NeuralStem has projected it will have 80 employees by January, up from about 40 in July.
Still, Montgomery County Executive Douglas M. Duncan said yesterday that he doesn't take it for granted that Maryland will morph into a major manufacturing center for biotech drugs. "It can be," Duncan said, just after pushing a plunger with Haseltine and Human Genome Sciences Chief Financial Officer Steven C. Mayer that triggered the dirt-blowing explosives on the plant site. "I'm not convinced we're definitely going to be there" without a stronger state focus on nurturing and keeping biotechnology companies, he said.
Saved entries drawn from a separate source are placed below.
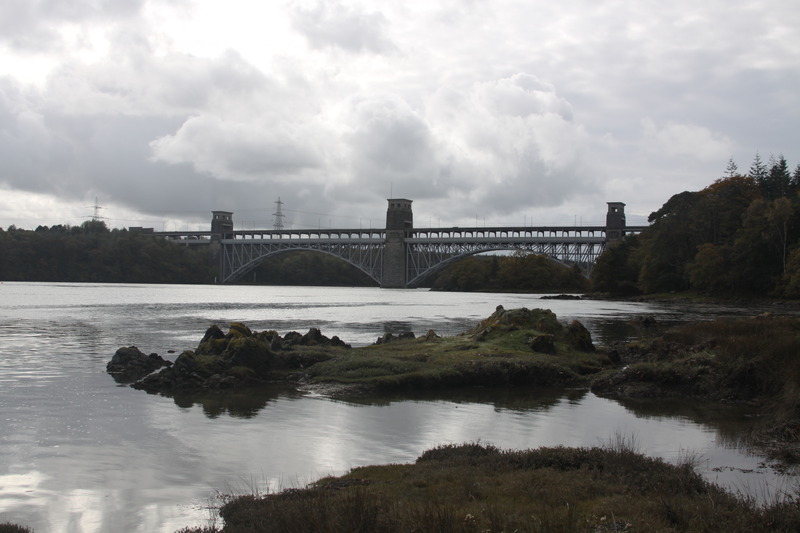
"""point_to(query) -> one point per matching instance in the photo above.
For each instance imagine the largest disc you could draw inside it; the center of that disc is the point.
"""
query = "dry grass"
(473, 488)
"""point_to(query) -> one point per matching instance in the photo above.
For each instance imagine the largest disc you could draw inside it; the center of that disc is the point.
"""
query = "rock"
(544, 343)
(130, 364)
(241, 357)
(292, 338)
(386, 338)
(314, 337)
(504, 320)
(431, 335)
(579, 337)
(339, 343)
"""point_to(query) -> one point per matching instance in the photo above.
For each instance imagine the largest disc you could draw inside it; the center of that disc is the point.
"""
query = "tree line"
(93, 253)
(738, 236)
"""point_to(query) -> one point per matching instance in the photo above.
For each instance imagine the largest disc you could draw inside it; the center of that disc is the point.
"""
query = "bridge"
(401, 256)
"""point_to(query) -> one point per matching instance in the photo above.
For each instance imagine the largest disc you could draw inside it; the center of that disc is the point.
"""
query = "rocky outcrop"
(129, 364)
(238, 358)
(386, 338)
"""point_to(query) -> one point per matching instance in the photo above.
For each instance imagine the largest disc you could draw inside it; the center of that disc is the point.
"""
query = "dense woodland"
(93, 253)
(740, 236)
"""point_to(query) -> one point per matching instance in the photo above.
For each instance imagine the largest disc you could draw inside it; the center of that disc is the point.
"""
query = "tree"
(732, 169)
(758, 171)
(708, 271)
(778, 180)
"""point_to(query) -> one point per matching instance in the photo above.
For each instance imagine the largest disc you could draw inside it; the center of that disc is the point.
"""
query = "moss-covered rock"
(544, 343)
(578, 337)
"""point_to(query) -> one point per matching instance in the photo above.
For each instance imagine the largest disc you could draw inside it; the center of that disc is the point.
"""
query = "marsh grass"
(760, 356)
(14, 528)
(475, 488)
(497, 360)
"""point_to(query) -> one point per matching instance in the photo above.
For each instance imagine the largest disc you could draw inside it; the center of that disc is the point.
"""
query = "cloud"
(510, 143)
(462, 106)
(36, 26)
(236, 150)
(350, 28)
(677, 140)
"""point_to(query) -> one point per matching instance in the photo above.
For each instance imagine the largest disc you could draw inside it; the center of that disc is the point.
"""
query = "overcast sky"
(480, 111)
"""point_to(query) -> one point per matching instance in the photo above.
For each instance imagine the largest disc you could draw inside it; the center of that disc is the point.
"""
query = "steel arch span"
(240, 257)
(427, 256)
(400, 255)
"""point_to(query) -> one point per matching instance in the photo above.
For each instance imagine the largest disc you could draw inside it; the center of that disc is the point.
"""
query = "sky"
(483, 112)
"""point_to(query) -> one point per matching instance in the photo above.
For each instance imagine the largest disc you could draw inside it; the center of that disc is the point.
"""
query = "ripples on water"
(80, 453)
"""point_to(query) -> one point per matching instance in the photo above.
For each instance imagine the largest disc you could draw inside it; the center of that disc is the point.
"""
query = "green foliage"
(472, 488)
(520, 272)
(738, 236)
(92, 253)
(14, 528)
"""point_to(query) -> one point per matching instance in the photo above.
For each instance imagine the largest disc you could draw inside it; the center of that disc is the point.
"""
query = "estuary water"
(80, 453)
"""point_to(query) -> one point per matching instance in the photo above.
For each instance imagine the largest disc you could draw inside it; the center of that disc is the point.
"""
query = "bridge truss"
(245, 250)
(427, 251)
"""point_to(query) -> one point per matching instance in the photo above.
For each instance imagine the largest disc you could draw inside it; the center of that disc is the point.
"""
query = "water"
(80, 454)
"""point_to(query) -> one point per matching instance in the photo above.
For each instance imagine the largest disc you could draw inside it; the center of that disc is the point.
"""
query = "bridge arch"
(432, 269)
(240, 259)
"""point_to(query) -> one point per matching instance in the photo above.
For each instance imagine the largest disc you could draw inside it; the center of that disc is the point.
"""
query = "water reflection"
(240, 403)
(78, 451)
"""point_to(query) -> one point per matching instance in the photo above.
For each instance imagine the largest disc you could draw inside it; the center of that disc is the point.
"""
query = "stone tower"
(399, 220)
(221, 228)
(221, 224)
(615, 222)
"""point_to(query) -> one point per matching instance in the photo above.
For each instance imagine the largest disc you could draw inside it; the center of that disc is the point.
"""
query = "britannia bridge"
(402, 256)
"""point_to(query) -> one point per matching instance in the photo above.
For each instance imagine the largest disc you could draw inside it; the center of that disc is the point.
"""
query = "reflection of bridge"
(401, 256)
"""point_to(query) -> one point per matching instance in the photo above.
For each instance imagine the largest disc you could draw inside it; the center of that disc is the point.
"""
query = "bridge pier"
(221, 228)
(399, 221)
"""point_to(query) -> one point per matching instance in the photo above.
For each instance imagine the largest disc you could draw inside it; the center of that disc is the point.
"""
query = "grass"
(476, 488)
(501, 360)
(497, 352)
(754, 360)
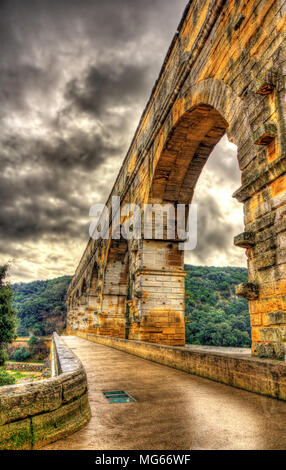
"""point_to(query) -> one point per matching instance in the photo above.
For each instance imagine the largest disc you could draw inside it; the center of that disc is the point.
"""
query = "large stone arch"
(224, 72)
(199, 118)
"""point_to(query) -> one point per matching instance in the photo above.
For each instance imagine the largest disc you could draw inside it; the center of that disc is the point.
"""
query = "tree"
(7, 314)
(21, 354)
(33, 341)
(6, 378)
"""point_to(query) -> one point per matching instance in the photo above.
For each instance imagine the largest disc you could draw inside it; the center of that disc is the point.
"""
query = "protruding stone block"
(245, 239)
(247, 290)
(265, 134)
(275, 318)
(266, 82)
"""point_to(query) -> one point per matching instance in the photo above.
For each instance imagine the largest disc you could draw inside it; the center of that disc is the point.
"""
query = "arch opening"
(113, 318)
(197, 135)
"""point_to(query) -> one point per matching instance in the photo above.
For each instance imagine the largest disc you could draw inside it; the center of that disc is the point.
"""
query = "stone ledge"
(36, 413)
(262, 376)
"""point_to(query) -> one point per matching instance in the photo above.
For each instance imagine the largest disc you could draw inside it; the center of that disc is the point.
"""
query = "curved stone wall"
(37, 413)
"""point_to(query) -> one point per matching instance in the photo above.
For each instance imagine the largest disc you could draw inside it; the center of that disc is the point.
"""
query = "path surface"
(174, 410)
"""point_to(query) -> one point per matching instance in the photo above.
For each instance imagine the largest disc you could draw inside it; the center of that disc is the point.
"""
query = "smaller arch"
(115, 290)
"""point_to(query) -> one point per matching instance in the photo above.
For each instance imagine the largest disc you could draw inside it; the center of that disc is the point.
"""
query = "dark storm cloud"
(215, 231)
(74, 79)
(104, 87)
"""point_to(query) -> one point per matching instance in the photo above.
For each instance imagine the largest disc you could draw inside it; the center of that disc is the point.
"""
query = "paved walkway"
(174, 410)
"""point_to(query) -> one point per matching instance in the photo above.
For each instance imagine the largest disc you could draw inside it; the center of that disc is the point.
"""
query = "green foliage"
(21, 354)
(215, 315)
(33, 341)
(41, 306)
(6, 378)
(7, 314)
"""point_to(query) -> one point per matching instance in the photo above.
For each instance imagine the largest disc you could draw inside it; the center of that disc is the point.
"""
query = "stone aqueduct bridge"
(225, 72)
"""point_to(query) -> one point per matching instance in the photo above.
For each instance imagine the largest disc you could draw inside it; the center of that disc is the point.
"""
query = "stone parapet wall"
(25, 366)
(263, 376)
(34, 414)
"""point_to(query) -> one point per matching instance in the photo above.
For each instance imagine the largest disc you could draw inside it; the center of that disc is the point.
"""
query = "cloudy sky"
(74, 79)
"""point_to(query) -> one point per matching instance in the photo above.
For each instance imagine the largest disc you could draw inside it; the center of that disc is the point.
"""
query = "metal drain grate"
(118, 396)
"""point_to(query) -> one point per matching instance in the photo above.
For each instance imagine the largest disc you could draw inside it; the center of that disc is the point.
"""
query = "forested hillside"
(215, 316)
(41, 306)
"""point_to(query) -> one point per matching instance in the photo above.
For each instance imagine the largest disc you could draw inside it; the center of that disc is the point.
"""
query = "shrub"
(6, 379)
(3, 357)
(21, 354)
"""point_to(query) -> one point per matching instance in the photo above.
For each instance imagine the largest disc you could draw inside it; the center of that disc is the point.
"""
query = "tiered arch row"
(224, 73)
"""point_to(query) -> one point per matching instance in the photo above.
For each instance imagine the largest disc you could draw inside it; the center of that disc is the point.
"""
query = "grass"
(28, 361)
(18, 375)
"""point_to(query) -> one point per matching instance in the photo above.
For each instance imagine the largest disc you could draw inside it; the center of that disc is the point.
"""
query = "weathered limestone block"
(16, 436)
(18, 402)
(245, 239)
(247, 290)
(224, 72)
(265, 134)
(266, 82)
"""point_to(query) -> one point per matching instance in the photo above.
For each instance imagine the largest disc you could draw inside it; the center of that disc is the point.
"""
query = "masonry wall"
(262, 376)
(34, 414)
(224, 72)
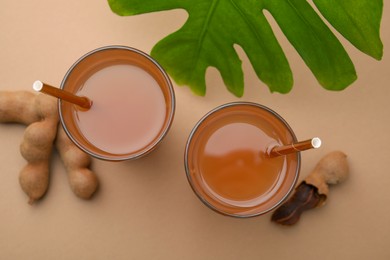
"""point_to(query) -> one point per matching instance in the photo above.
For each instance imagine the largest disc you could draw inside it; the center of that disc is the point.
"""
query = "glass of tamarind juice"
(227, 160)
(132, 98)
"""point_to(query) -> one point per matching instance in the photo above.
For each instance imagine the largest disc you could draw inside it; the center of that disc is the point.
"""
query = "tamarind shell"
(304, 198)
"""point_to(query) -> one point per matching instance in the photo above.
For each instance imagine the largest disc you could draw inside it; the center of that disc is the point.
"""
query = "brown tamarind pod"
(82, 180)
(305, 197)
(313, 191)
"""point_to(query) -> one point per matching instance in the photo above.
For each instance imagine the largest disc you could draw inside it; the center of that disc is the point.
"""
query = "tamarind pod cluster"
(313, 191)
(40, 113)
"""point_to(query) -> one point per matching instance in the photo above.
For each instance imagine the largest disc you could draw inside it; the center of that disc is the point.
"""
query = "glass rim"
(190, 139)
(150, 147)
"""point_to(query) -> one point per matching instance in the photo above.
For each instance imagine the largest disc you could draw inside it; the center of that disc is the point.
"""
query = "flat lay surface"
(145, 208)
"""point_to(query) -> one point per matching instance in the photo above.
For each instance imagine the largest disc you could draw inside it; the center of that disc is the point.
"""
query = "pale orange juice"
(227, 161)
(132, 103)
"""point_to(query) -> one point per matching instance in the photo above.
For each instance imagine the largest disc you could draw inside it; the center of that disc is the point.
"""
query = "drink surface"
(234, 164)
(128, 109)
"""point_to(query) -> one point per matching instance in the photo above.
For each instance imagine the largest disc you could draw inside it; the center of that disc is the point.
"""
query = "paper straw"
(296, 147)
(83, 102)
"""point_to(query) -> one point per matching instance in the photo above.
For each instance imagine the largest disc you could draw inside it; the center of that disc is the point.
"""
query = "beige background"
(145, 209)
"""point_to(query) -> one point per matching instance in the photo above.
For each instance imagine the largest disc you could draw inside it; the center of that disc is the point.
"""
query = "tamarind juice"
(132, 103)
(227, 161)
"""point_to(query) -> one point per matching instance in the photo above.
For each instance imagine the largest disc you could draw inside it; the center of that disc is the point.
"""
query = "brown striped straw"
(82, 102)
(296, 147)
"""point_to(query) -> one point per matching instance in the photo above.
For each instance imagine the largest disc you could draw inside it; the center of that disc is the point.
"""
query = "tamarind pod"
(18, 107)
(36, 148)
(304, 198)
(82, 180)
(34, 180)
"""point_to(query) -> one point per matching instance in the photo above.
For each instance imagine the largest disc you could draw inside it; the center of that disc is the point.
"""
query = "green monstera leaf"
(215, 26)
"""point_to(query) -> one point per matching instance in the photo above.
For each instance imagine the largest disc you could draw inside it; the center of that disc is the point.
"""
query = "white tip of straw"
(316, 142)
(37, 85)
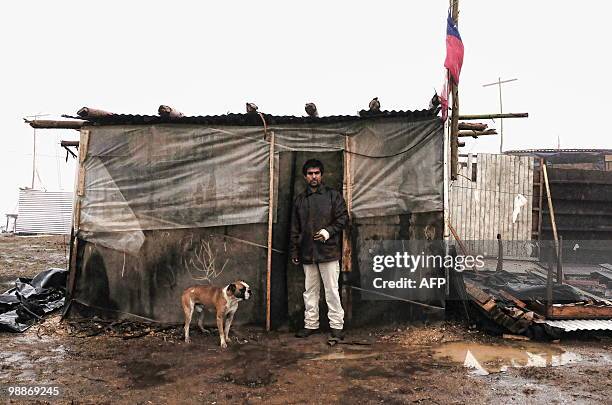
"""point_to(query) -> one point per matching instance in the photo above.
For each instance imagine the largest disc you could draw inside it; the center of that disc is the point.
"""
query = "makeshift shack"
(167, 202)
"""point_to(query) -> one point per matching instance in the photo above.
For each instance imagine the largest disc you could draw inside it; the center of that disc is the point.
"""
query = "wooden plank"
(494, 187)
(476, 293)
(81, 182)
(347, 244)
(84, 145)
(270, 224)
(490, 205)
(469, 234)
(581, 312)
(515, 337)
(524, 190)
(514, 189)
(481, 167)
(512, 298)
(506, 188)
(489, 305)
(530, 161)
(464, 201)
(518, 189)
Human Genome is building its latest plant on land it is acquiring from the county and then transferring to a trust. The company will then lease the building, which is being financed through bank loans, from the trust. The transaction enables Human Genome to build without dipping into its cash reserves, leaving them for drug development. But the county has invested more than $5 million in the 30-acre site, including funding for roads and turning lanes. Human Genome will have three buildings on the site.
Haseltine, whose company also is building a major headquarters campus in Rockville and has purchased an adjacent research and development facility from Life Technologies Inc., says he still wouldn't hesitate to move under the right circumstances.
"A CEO must make decisions based on economic advantages," he said. " ... If they offered big enough incentives, I'd build in Nebraska."